PEOs (short for professional employer organizations) offer a wide range of HR functions – almost as many as a fully outsourced HR firm

  • Pros: Thanks to economy of scale, PEOs can save you money on workers compensation and give your company access to broader health insurance options. 
  • Cons: PEOs achieve economy of scale by putting your employees on their payroll and leasing them back to you. This can impact your culture and your employees’ interactions with HR, which you no longer control or oversee. If you hire a PEO, you will still need at least one internal HR representative, as PEOs won’t assume responsibility for all daily and administrative tasks. PEOs are also known for hidden fees. 
  • Best for: Companies with high turnover, external investors, and/or less emphasis overall on workplace culture. Businesses with high workers compensation fees can benefit greatly from PEOs’ buying power. 

Staffing Service/Recruiter

These are independent HR providers whose role is straightforward: To match job candidates to your job vacancies.  

  • Pros: Staffing services and recruiters have frameworks and systems in place for recruiting and hiring talent that matches your needs. 
  • Cons: Whereas a fully outsourced HR firm knows your business inside and out, staffing services and recruiters lack such familiarity and integration. This increases the chances of a hire who’s not truly a fit. Even more, staffing services and recruiters are financially incentivized to fill roles fast. This can impede the effectiveness and integrity of their work. 

HR Consultant

An HR consultant is generally one expert who gets to know your business and your team, and who can bring a wealth of HR information, execution, and best practices.
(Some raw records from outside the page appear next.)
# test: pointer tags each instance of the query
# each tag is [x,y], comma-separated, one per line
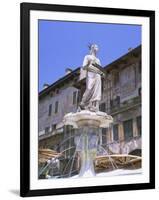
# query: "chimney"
[68,71]
[45,85]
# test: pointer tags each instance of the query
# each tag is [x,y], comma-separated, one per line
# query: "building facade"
[121,98]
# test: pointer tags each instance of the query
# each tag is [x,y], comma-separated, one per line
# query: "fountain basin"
[88,118]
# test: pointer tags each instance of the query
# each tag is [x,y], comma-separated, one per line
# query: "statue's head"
[93,48]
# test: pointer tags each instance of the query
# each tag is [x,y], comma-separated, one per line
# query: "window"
[53,127]
[50,110]
[56,106]
[74,97]
[116,79]
[115,132]
[128,129]
[104,136]
[139,125]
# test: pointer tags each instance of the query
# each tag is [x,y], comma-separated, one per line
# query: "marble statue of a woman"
[92,94]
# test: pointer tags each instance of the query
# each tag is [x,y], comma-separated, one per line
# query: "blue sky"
[64,44]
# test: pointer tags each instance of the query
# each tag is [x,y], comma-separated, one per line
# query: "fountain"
[87,126]
[88,120]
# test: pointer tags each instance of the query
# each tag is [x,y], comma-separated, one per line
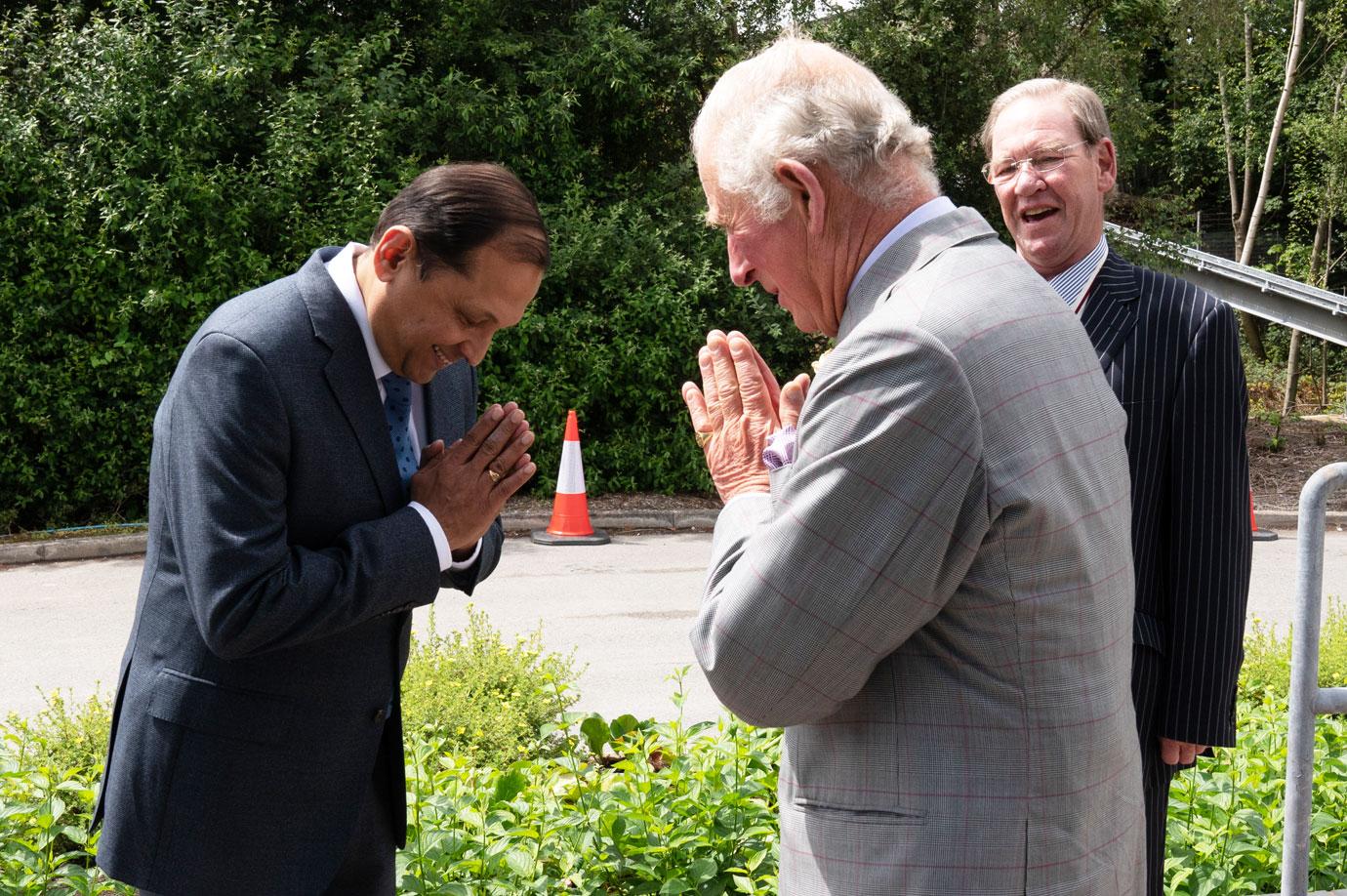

  • Pros: Beyond their inherent value, many HR consultants are willing to work onsite at your business some or all of the time.  
  • Cons: HR consultants are one person and one body of knowledge. When they’re out, there typically is no one to fill in. You’re at the mercy of their availability as well as their knowledge and skills, which can have a limiting or even misguiding effect on your HR. Also, consultants’ hourly rates are the same whether they’re handling simpler administration or vital policies, but usually reflect the top end of their work – so you’re often paying for a level of expertise higher than what you’re utilizing.  
  • Best for: Small startups and smaller organizations looking for outsourced expertise willing to work onsite and truly get to know them.